I reached the lake after a two-hour hike from the coast with a guide named Thomas, who was also responsible for his village’s kava garden and managed both responsibilities with equal seriousness. The lake surface, when we reached it, was olive-green and still, with a permanent column of white gas rising from the Garet vent in the center. Seabirds circled the vent at high altitude. The contrast between the steaming volcano and the flat water around it was completely unexpected.
Vanua Lava
Vanua Lava is the second-largest island in the Banks and has hot springs on its eastern coast where freshwater and seawater mix in pools at the sea’s edge — you can slide between hot and cold in about two meters of lateral movement. The island’s Sola village is the administrative center for the Banks group and has a simple guesthouse and a weekly plane service. From Sola, it is possible to organize boat transport to the smaller islands of Mota and Mota Lava, which have populations of a few hundred people each and no formal tourism infrastructure whatsoever.
Ureparapara
Ureparapara is the strangest-looking island in the group — the remnant of a massive volcanic caldera, partially collapsed, so that the sea has flooded one side of the crater to create a deep horseshoe bay. The island is perhaps four kilometers across and home to about 250 people. I had no particular reason to go there and went anyway, on a cargo boat from Vanua Lava that took seven hours and delivered me to a village that responded to my arrival with the pleasant bemusement of people who had not been expecting anyone.
I stayed two nights. The guesthouse was a room in someone’s house. The food was garden produce and fish. The village had a generator that ran for three hours in the evenings, during which everyone charged their phones and watched a single television together in a room with no chairs. On the second night they let me join them.
Getting North
The Banks Islands are served by Air Vanuatu twice weekly from Port Vila via Santo. The planes are small and the schedules are subject to considerable flexibility. Cargo boats run between the islands irregularly.

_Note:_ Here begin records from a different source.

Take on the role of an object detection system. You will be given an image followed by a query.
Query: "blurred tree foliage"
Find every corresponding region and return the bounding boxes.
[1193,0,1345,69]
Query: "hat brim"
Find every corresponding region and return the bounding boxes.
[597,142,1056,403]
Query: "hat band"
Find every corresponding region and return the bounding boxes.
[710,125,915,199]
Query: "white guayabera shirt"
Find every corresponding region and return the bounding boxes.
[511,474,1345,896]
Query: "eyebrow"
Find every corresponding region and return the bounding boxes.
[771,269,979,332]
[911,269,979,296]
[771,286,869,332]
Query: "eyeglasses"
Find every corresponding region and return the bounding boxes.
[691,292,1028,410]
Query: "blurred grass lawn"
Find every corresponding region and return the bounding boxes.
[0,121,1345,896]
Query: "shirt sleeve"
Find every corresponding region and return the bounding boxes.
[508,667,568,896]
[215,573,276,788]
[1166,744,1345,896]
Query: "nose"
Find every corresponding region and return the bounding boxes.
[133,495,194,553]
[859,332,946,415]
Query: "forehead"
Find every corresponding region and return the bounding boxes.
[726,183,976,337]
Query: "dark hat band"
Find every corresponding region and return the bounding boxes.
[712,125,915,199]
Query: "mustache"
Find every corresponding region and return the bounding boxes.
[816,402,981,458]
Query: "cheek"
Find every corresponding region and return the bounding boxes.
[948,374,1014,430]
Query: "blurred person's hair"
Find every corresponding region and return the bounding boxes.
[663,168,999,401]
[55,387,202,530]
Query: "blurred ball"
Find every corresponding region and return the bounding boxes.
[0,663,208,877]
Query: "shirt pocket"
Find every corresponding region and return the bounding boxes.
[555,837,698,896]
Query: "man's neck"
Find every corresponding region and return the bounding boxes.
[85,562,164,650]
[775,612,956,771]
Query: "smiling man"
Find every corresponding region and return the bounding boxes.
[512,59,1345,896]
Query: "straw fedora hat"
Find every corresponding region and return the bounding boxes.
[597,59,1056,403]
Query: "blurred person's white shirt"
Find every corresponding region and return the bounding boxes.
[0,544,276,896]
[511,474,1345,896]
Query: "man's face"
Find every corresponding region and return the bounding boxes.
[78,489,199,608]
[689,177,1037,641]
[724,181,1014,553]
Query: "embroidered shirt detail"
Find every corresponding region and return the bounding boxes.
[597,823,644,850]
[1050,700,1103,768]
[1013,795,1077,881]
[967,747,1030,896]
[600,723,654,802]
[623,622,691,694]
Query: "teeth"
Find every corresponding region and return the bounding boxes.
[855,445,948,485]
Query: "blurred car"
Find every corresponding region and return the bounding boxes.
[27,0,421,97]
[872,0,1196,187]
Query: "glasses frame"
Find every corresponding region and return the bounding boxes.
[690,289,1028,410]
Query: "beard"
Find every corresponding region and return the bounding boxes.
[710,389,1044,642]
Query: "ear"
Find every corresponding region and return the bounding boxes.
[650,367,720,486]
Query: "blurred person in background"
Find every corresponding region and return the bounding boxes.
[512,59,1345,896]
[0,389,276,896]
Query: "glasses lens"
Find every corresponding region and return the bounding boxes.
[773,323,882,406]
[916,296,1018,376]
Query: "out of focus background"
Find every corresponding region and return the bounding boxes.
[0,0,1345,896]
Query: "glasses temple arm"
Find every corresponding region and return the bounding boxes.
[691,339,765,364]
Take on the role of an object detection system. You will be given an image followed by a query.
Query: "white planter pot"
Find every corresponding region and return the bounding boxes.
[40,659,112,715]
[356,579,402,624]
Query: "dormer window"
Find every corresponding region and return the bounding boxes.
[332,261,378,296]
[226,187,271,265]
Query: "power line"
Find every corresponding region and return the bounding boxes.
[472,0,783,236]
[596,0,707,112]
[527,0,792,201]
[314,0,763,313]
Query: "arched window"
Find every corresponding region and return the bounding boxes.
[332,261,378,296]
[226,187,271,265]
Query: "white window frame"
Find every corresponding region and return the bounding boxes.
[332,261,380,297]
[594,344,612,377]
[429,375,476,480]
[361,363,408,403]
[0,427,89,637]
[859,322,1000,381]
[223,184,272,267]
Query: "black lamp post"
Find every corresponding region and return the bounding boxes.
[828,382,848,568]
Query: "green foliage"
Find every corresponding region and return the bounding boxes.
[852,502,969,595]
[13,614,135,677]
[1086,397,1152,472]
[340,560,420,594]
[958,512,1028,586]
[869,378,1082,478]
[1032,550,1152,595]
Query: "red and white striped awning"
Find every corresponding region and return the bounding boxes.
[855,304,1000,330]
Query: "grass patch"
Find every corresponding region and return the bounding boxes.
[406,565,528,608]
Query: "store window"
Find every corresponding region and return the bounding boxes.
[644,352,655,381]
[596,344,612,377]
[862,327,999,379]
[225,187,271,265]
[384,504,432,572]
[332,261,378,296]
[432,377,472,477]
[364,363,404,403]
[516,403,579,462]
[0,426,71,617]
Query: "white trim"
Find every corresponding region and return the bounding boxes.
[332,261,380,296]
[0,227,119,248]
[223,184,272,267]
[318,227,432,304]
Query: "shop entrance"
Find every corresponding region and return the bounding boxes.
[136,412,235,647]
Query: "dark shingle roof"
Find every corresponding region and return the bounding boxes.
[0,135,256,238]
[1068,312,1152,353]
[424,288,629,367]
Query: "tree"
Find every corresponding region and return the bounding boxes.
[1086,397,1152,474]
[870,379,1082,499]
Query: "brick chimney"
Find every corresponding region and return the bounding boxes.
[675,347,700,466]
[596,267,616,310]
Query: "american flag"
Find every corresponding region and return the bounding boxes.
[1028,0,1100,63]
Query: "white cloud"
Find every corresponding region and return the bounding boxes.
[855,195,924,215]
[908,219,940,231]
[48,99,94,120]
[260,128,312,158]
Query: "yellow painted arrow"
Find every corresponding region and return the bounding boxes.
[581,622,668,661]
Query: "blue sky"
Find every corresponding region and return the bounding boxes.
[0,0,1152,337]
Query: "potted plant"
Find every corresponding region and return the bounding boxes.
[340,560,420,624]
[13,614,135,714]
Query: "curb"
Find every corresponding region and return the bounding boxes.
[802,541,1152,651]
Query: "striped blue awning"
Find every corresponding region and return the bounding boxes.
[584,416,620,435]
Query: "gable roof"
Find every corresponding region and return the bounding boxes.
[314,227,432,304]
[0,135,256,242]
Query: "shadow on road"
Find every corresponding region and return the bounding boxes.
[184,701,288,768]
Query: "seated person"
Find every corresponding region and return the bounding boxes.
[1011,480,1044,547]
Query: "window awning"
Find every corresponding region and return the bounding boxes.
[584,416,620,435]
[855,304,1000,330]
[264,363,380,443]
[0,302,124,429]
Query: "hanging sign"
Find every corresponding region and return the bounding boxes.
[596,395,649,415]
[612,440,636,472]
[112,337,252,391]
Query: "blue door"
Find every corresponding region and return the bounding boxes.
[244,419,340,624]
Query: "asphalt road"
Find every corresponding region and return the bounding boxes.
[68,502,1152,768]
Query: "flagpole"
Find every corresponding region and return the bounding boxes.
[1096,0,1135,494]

The correct approach is to arrive with a loose itinerary and enough time to accommodate the reality of island time, which is not laziness but a different relationship to the value of waiting.
When to go: May through October for the driest and calmest conditions — the Banks sit in the cyclone belt and the wet season (November through April) makes inter-island boat travel genuinely risky. Gaua’s caldera lake and Siri Falls are best after recent rain, so early dry season is the sweet spot.